Tunis a ordonné le départ d'Esther Lynch, la secrétaire générale de la Confédération européenne des syndicats. Cette dernière est la plus haute responsable syndicale des 27. Les autorités lui donnent 24 heures pour quitter le territoire.
Le président tunisien, Kaïs Saïed, a ordonné, samedi 18 février, l'expulsion de la plus haute responsable syndicale de l'Union européenne pour des déclarations qualifiées par Tunis d'"ingérence flagrante", dernier épisode d'un bras de fer opposant le président Saïd aux syndicalistes.
"Sur ordre du président Kaïs Saïed, les autorités tunisiennes ont ordonné le départ d'Esther Lynch", la secrétaire générale de la Confédération européenne des syndicats, a indiqué la présidence dans un communiqué.
Esther Lynch "a pris part à une manifestation organisée par l'Union générale tunisienne du travail (UGTT) et a tenu des propos qui constituent une ingérence flagrante dans les affaires intérieures de la Tunisie", selon le communiqué.
Les autorités lui donnent 24 heures pour quitter la Tunisie où elle est désormais considérée comme "persona non grata", selon la même source.
"Solidarité"
Plus tôt dans la journée, la responsable syndicale européenne a pris part à une manifestation ayant réuni des milliers de syndicalistes dans la ville de Sfax (centre-est), à l'appel de la puissante centrale syndicale UGTT.
Venue apporter la "solidarité de la part de 45 millions de travailleurs en Europe", Esther Lynch s'est adressée, par l'intermédiaire d'un interprète, à la foule réunie dans ce bastion historique du syndicalisme tunisien.
"Nous disons aux gouvernements : ne touchez pas à nos syndicats, libérez nos dirigeants", a-t-elle lancé.

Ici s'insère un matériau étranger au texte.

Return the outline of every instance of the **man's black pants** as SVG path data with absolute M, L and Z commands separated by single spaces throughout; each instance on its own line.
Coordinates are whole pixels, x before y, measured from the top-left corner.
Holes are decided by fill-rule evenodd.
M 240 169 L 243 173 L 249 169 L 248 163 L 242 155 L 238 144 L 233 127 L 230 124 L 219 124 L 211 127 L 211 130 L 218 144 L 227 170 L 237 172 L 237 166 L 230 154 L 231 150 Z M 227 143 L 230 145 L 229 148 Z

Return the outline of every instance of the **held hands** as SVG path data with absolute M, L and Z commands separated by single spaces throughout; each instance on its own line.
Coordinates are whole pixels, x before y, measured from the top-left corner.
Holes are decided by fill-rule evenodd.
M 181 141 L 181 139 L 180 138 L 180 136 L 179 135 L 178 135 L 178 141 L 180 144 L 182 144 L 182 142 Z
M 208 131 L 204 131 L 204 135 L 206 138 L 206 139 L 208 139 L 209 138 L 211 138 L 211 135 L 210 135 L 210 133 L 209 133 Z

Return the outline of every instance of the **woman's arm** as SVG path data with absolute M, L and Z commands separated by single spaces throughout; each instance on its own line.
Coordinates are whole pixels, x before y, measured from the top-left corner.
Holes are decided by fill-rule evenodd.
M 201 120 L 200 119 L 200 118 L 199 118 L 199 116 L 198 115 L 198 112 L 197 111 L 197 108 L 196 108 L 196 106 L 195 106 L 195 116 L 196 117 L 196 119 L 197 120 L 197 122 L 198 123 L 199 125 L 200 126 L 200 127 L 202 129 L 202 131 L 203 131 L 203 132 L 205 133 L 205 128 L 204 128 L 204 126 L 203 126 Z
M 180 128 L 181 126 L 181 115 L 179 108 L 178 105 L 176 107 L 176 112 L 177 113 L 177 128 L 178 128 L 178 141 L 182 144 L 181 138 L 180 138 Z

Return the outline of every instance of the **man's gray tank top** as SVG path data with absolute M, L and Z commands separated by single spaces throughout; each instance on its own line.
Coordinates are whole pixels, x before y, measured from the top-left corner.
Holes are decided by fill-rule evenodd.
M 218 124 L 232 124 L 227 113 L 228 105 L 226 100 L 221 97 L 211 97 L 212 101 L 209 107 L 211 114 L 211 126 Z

Le gouvernement tunisien doit "s'asseoir et négocier avec l'UGTT pour trouver une solution" afin d'améliorer la situation politique et économique actuelle, a-t-elle ajouté.
Le porte-parole de l'UGTT, Sami Tahri, a déclaré à la radio privée Mosaïque FM que les déclarations d'Esther Lynch étaient une "défense du droit de se syndiquer et non une ingérence dans les affaires de la Tunisie". "Nous condamnons (son expulsion), qui n'apporte aucun honneur à la Tunisie", a-t-il ajouté.
La manifestation à Sfax était organisée simultanément dans plusieurs villes du pays afin de protester contre la dégradation de la situation économique et l'arrestation d'Anis Kaabi, responsable de la branche autoroutes de l'UGTT.
Ce dernier est en détention provisoire dans l'attente d'un procès fixé au 23 février, pour avoir lancé une grève sur les péages.
L'UGTT a annoncé des sit-in et rassemblements contre la politique de Kaïs Saïed, avec comme point culminant une marche à Tunis le 11 mars.
Grave crise politique et économique
La Tunisie est engluée dans une grave crise politique et économique depuis que Kaïs Saïed a accaparé les pouvoirs en juillet 2021 en limogeant le Premier ministre et en suspendant le Parlement, avant de le dissoudre en mars 2022.
Il a ensuite révisé la Constitution pour réduire les prérogatives du Parlement et revenir à un système ultra-présidentiel similaire à celui d'avant la révolution de 2011 et la chute du dictateur Ben Ali.
Ses détracteurs l'accusent d'instaurer une nouvelle autocratie dans le pays qui fut pourtant le berceau du Printemps arabe.
Outre les divisions politiques, le pays connaît de graves difficultés économiques avec notamment des pénuries de produits alimentaires et une forte inflation.